Plaintiff's violations have not only been offensive to the Court, but have also resulted in severe, manifest, and unfair prejudice to Defendants. See Angiodynamics, Inc., 991 F. Supp. 2d at 283. The Court cannot tolerate this kind of conduct; nor can it reward Plaintiff by allowing this litigation to continue on her terms instead of those set by the Federal Rules of Civil Procedure and this court's orders. There is no alternative sanction at this point as Plaintiff's pattern of noncompliance satisfies the "extreme misconduct" test.

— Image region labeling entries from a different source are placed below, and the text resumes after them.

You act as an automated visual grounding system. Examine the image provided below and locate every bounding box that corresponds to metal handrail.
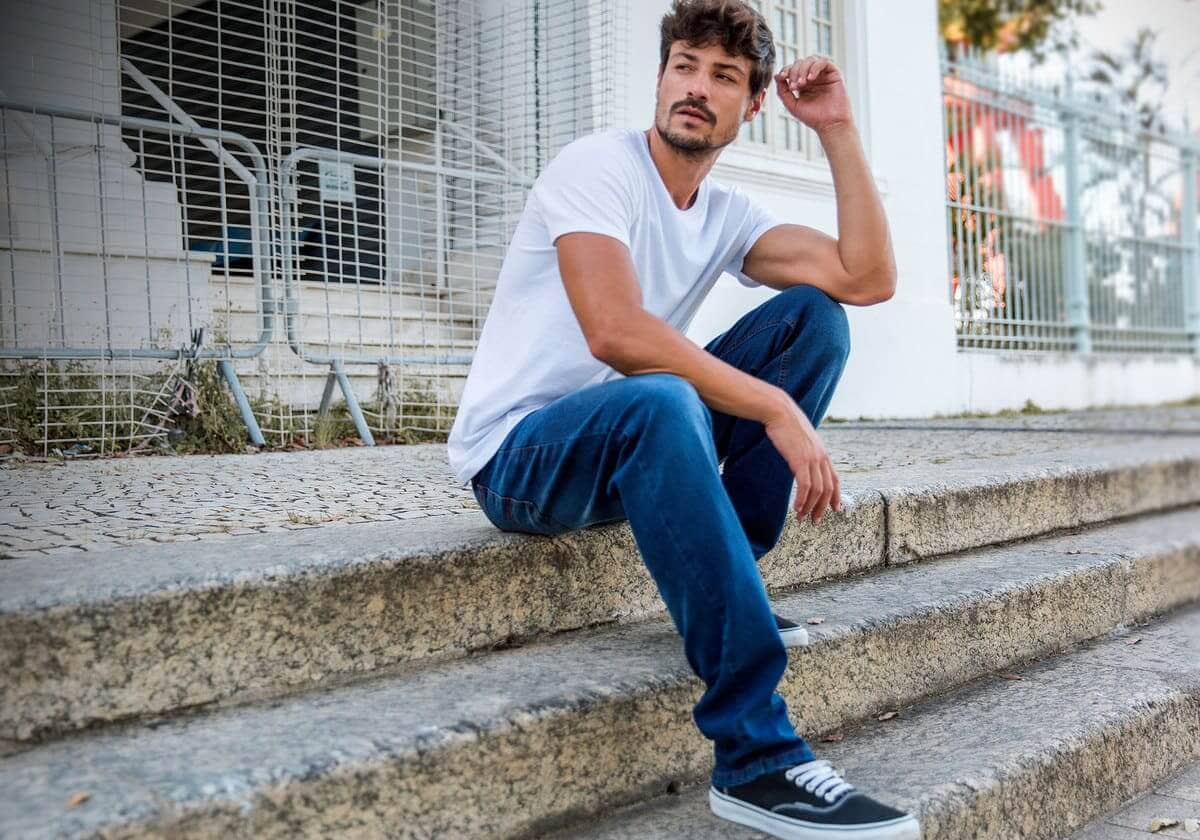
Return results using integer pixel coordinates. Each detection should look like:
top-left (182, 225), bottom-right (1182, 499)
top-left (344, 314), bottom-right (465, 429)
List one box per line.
top-left (0, 100), bottom-right (272, 360)
top-left (280, 146), bottom-right (533, 365)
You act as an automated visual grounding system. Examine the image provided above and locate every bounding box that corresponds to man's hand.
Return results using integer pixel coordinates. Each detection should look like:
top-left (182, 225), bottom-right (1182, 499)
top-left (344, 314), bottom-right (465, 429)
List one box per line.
top-left (763, 396), bottom-right (841, 524)
top-left (775, 55), bottom-right (852, 132)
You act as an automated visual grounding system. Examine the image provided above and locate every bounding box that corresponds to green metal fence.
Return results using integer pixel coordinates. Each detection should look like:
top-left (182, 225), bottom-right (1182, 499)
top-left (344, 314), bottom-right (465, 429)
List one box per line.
top-left (942, 41), bottom-right (1200, 353)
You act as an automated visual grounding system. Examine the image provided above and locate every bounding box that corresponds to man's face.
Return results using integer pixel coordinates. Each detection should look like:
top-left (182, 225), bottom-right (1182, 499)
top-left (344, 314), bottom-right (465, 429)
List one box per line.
top-left (654, 41), bottom-right (763, 157)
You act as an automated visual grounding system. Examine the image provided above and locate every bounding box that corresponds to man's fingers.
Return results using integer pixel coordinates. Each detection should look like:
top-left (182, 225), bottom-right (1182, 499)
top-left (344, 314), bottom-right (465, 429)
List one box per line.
top-left (829, 464), bottom-right (841, 514)
top-left (812, 460), bottom-right (835, 524)
top-left (800, 463), bottom-right (824, 521)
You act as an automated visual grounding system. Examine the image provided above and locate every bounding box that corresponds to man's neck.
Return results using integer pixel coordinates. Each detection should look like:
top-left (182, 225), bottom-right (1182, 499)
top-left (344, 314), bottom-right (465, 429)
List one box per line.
top-left (646, 128), bottom-right (720, 210)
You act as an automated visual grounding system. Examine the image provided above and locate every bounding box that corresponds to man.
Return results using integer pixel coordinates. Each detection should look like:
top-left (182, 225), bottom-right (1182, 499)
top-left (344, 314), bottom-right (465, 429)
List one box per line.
top-left (449, 0), bottom-right (919, 840)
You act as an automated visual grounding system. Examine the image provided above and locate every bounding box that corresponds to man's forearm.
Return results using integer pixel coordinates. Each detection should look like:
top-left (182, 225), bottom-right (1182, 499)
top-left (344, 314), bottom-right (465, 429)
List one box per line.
top-left (596, 311), bottom-right (794, 422)
top-left (817, 121), bottom-right (895, 278)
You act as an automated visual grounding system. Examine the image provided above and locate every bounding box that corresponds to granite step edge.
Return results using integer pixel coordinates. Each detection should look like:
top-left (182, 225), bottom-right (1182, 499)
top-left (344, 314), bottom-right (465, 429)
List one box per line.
top-left (0, 512), bottom-right (1200, 836)
top-left (533, 608), bottom-right (1200, 840)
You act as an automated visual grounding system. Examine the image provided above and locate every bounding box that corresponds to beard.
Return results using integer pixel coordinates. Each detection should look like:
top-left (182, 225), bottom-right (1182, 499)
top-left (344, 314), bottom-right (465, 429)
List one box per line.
top-left (654, 107), bottom-right (738, 160)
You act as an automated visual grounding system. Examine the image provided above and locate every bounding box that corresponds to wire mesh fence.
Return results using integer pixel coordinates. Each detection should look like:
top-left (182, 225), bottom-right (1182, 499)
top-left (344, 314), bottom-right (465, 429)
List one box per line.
top-left (942, 41), bottom-right (1200, 353)
top-left (0, 0), bottom-right (628, 454)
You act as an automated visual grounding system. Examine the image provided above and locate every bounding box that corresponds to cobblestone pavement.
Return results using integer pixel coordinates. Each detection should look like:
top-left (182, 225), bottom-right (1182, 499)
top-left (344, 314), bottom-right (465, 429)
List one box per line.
top-left (1072, 762), bottom-right (1200, 840)
top-left (0, 407), bottom-right (1200, 559)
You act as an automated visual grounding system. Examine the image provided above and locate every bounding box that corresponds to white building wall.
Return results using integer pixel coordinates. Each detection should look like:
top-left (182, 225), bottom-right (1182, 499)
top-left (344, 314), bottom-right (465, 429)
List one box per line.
top-left (628, 0), bottom-right (1200, 419)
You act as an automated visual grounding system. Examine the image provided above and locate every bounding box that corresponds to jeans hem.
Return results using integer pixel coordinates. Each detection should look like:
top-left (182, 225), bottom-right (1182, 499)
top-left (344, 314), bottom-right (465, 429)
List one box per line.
top-left (713, 738), bottom-right (816, 787)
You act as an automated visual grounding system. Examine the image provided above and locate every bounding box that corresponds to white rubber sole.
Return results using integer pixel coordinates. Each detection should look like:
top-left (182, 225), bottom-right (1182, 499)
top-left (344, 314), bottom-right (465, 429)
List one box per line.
top-left (708, 787), bottom-right (920, 840)
top-left (779, 628), bottom-right (809, 648)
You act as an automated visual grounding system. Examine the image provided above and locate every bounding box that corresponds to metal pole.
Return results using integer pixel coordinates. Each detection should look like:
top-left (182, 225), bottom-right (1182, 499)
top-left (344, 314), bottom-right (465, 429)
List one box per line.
top-left (1180, 148), bottom-right (1200, 354)
top-left (1062, 73), bottom-right (1092, 353)
top-left (217, 359), bottom-right (266, 446)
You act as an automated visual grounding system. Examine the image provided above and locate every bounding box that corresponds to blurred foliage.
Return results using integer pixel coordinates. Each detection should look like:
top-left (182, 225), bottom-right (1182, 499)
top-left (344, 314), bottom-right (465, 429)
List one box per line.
top-left (937, 0), bottom-right (1104, 62)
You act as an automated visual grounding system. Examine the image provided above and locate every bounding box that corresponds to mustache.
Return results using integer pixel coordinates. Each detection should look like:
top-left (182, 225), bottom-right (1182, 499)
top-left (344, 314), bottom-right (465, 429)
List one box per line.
top-left (671, 100), bottom-right (716, 122)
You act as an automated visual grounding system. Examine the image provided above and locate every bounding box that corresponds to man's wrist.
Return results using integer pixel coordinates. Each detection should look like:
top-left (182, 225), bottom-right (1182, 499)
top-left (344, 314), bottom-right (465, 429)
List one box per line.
top-left (816, 118), bottom-right (858, 146)
top-left (758, 380), bottom-right (796, 426)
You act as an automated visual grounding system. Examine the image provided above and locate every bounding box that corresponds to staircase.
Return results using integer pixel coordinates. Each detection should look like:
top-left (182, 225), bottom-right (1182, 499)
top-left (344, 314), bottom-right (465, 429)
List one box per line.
top-left (0, 434), bottom-right (1200, 840)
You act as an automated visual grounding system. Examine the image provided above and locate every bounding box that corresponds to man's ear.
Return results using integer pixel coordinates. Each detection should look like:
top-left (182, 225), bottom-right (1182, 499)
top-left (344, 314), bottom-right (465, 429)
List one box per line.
top-left (745, 88), bottom-right (769, 122)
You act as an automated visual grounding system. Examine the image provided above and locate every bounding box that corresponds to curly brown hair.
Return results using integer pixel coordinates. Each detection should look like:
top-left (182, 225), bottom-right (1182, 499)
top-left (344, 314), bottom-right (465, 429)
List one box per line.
top-left (659, 0), bottom-right (775, 96)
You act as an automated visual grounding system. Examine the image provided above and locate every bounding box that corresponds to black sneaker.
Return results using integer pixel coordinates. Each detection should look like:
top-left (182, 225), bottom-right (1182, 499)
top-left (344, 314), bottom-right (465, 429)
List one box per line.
top-left (775, 616), bottom-right (809, 648)
top-left (708, 761), bottom-right (920, 840)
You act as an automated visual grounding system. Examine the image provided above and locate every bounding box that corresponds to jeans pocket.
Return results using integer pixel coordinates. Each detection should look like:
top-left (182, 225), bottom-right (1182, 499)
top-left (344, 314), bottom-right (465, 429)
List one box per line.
top-left (475, 484), bottom-right (568, 536)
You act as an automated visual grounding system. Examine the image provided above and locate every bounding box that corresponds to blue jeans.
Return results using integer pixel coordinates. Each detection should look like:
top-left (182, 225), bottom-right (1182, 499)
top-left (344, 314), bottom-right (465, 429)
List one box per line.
top-left (472, 286), bottom-right (850, 787)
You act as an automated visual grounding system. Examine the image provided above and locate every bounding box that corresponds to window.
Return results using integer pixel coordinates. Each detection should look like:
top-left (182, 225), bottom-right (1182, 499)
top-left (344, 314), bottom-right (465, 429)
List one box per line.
top-left (737, 0), bottom-right (845, 160)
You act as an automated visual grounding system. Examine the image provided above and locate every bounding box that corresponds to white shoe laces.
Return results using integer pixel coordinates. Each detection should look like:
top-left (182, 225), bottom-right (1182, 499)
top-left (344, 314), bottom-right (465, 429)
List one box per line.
top-left (784, 760), bottom-right (854, 803)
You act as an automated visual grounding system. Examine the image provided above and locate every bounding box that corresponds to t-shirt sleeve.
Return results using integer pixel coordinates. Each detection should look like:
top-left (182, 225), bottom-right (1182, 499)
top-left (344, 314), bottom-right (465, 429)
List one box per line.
top-left (725, 198), bottom-right (784, 288)
top-left (533, 137), bottom-right (637, 248)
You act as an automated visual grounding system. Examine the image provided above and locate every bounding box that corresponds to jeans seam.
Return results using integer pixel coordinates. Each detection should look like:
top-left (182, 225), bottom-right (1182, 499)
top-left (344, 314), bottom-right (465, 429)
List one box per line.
top-left (475, 481), bottom-right (571, 530)
top-left (496, 432), bottom-right (608, 455)
top-left (721, 318), bottom-right (796, 354)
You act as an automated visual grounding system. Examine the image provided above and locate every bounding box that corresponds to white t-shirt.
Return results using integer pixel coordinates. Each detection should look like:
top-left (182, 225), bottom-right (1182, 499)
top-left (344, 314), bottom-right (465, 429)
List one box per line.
top-left (448, 128), bottom-right (779, 485)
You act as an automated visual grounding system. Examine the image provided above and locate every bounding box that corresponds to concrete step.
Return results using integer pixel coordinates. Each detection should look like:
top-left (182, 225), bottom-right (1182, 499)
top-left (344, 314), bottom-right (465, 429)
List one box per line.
top-left (544, 610), bottom-right (1200, 840)
top-left (0, 509), bottom-right (1200, 838)
top-left (0, 440), bottom-right (1200, 740)
top-left (1072, 761), bottom-right (1200, 840)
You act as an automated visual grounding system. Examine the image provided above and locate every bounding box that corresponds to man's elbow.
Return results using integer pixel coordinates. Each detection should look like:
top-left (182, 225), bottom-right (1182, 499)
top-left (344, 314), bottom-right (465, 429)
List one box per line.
top-left (587, 325), bottom-right (622, 367)
top-left (860, 269), bottom-right (896, 306)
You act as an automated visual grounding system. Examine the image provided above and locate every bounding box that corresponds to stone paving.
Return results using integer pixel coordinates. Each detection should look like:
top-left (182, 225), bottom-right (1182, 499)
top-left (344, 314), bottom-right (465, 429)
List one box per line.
top-left (0, 406), bottom-right (1200, 559)
top-left (1072, 762), bottom-right (1200, 840)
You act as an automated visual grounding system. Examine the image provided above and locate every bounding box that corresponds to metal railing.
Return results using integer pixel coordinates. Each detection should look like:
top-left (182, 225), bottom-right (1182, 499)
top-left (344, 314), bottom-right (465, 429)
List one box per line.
top-left (0, 0), bottom-right (628, 449)
top-left (0, 96), bottom-right (274, 449)
top-left (280, 142), bottom-right (533, 445)
top-left (942, 41), bottom-right (1200, 353)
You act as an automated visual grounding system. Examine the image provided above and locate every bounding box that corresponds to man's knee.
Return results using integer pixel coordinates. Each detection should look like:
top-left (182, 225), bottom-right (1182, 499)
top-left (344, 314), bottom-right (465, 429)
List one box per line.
top-left (780, 284), bottom-right (850, 364)
top-left (626, 373), bottom-right (713, 442)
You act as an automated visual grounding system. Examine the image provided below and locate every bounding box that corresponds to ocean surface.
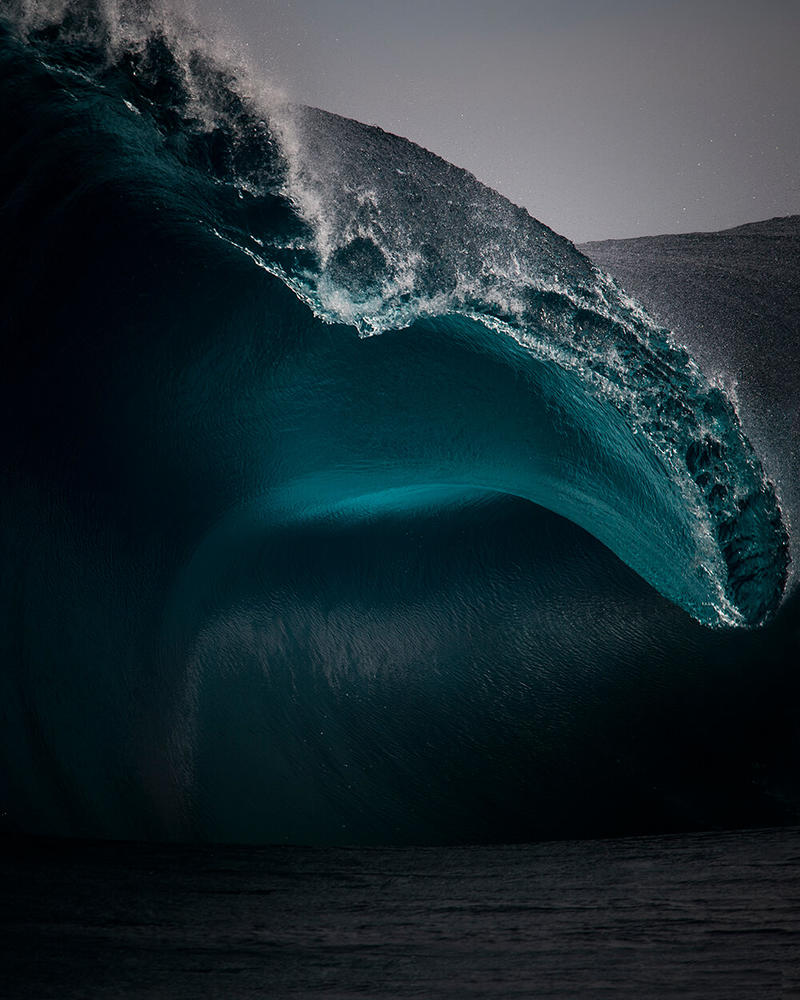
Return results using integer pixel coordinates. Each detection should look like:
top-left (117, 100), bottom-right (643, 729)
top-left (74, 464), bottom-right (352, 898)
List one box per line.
top-left (0, 827), bottom-right (800, 1000)
top-left (0, 0), bottom-right (800, 1000)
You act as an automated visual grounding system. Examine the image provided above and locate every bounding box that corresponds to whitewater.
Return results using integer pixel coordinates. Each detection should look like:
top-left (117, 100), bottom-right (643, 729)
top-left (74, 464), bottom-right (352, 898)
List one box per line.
top-left (0, 0), bottom-right (793, 843)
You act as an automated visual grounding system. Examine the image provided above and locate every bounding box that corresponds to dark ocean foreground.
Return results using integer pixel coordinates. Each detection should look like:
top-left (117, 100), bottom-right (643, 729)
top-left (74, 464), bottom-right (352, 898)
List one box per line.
top-left (0, 827), bottom-right (800, 1000)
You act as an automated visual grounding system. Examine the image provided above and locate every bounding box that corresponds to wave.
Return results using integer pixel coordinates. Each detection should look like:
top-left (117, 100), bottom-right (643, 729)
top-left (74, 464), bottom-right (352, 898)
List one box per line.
top-left (0, 0), bottom-right (789, 840)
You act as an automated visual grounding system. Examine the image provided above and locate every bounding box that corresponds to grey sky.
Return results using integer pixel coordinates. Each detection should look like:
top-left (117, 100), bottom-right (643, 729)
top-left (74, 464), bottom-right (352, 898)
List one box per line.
top-left (197, 0), bottom-right (800, 241)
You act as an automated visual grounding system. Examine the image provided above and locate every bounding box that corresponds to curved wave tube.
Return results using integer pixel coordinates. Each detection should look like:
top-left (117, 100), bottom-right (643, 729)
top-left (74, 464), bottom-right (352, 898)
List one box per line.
top-left (0, 3), bottom-right (789, 841)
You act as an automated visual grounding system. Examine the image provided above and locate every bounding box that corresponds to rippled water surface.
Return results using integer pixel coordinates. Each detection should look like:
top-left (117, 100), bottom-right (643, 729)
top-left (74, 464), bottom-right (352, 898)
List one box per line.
top-left (0, 828), bottom-right (800, 1000)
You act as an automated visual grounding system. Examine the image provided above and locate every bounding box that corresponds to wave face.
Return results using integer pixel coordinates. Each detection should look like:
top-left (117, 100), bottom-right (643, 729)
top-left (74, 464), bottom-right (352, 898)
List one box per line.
top-left (0, 0), bottom-right (789, 842)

The record is pellucidly clear that Plaintiff (1) defied court orders; (2) ignored warnings; and (3) incurred in aggravating circumstances by wasting this Court's time and resources, among other violations. See Chamorro, 304 F.3d at 5.
Conclusion
For the reasons stated above, Defendants' motion to dismiss is GRANTED, and this case is DISMISSED WITH PREJUDICE.
IT IS SO ORDERED.
In San Juan, Puerto Rico, this 30th day of September, 2014.